From: Philippe Verdy (verdy_p@wanadoo.fr)
Date: Wed Jun 14 2006 - 16:45:09 CDT
I already submitted some remarks there, but it's been a long time, and the CLDR has evolved (as well as the ICU library) and my initial comments may look outdated regarding the new developments.
But this bug repport is not really discussing the fallback mechanism from one language to a language family, but from a variant to a language, or the fallback for languages that have multiple codes or legacy codes (he/iw, in/id) as seen in Java VMs where the legacy codes (like iw, in) are still the only one working given that it preserves the compatibility of old applicaitons that depended on them for finding their resources with the standard class loader of Java 1.3/1.4 (and even 5.0).

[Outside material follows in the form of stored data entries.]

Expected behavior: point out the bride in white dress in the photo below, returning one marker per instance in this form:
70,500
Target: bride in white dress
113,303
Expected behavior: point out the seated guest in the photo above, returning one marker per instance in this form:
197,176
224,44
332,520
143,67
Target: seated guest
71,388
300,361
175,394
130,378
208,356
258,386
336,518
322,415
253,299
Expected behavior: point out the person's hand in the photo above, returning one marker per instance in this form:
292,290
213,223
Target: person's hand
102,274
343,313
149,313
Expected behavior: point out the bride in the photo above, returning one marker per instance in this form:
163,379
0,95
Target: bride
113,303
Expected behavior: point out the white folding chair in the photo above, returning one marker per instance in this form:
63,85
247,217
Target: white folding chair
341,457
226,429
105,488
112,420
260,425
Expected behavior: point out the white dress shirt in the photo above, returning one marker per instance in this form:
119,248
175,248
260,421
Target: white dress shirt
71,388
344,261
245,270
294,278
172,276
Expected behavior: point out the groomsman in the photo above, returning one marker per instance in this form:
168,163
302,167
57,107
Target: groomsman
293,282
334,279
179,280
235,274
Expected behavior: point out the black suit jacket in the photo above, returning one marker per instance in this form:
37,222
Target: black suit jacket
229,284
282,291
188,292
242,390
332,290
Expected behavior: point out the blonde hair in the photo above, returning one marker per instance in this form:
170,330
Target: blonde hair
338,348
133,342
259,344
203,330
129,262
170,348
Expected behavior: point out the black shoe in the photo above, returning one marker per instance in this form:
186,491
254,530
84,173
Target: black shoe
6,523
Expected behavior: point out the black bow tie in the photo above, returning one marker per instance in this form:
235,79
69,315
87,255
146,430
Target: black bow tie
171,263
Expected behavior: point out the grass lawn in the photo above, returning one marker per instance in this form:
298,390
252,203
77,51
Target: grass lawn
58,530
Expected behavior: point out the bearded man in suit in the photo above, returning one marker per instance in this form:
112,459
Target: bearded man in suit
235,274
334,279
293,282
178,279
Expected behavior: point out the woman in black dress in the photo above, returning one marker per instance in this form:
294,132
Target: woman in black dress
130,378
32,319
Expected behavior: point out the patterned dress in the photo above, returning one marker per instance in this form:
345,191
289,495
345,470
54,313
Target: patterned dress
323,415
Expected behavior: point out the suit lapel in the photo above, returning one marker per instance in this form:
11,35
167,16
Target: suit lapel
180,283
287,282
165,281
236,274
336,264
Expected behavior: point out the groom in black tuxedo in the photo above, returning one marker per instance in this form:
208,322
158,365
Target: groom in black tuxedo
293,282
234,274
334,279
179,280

I still hope that the successor of RFC 3066 will come soon to describe correctly the new locale identifiers (and especially the new ISO 15924 field for the indication of scripts).
But gien that ISO 639-3 is still not finalized, it will be hard to find a definitive solution for designating locales and all their known aliases, and still preserve the compatibility of legacy applications depending on these identifiers.
ICU for now proposes a temporary solution for resolving the resource fallback path, but it certainly requires more thoughts to handle all possible cases (and the interaction of language identifiers with ISO 3166 country/region identifiers, or the new aliases introduced now by deprecating the ISO 3166 country/region identifiers in favor of more precise ISO 639-3 language identifiers);
The current locale fallback mechanism implemented in legacy applications is most often fixed and various systems use different fallback algorithms to determine alternate locales. In Java for example, this mechanism also interacts not only with the user settings, but also with the local system settings, when no user locale matches with a given resource id. But there's still no way in Java to go after the first field of the locale id, as its parent is a single root, and not another locale.
Even the java Locale class still does not include a constructor to specify the script identifier (one could specify it in the variant identifier, but its place at the third position after the country identifier is not the best one for correct locale resolution, as this should be on the second place between the language code and the region code). If one uses the field normally reserved for the country to set the script code, it won't interact cleanly with legacy applications that use country codes.
So one must use its own class cloader, using its own fallback mechanism, and create a new class to extend the Locale object, and implement variuous tricks to make it work with the standard locale interface. This is more or less what ICU does to support extended locale identifiers and aliases.
----- Original Message -----
From: Mark Davis
To: Philippe Verdy
Cc: Erkki Kolehmainen ; Cristian Secară ; unicode@unicode.org
Sent: Wednesday, June 14, 2006 9:08 PM
Subject: Re: are Unicode codes somehow specified in official national linguistic literature ? (worldwide)
There is a planned mechanism: see http://dev.icu-project.org/cgi-bin/locale-bugs?findid=698
(This was planned for 1.4, but delayed since we didn't have enough data to warrent adding the mechanism.)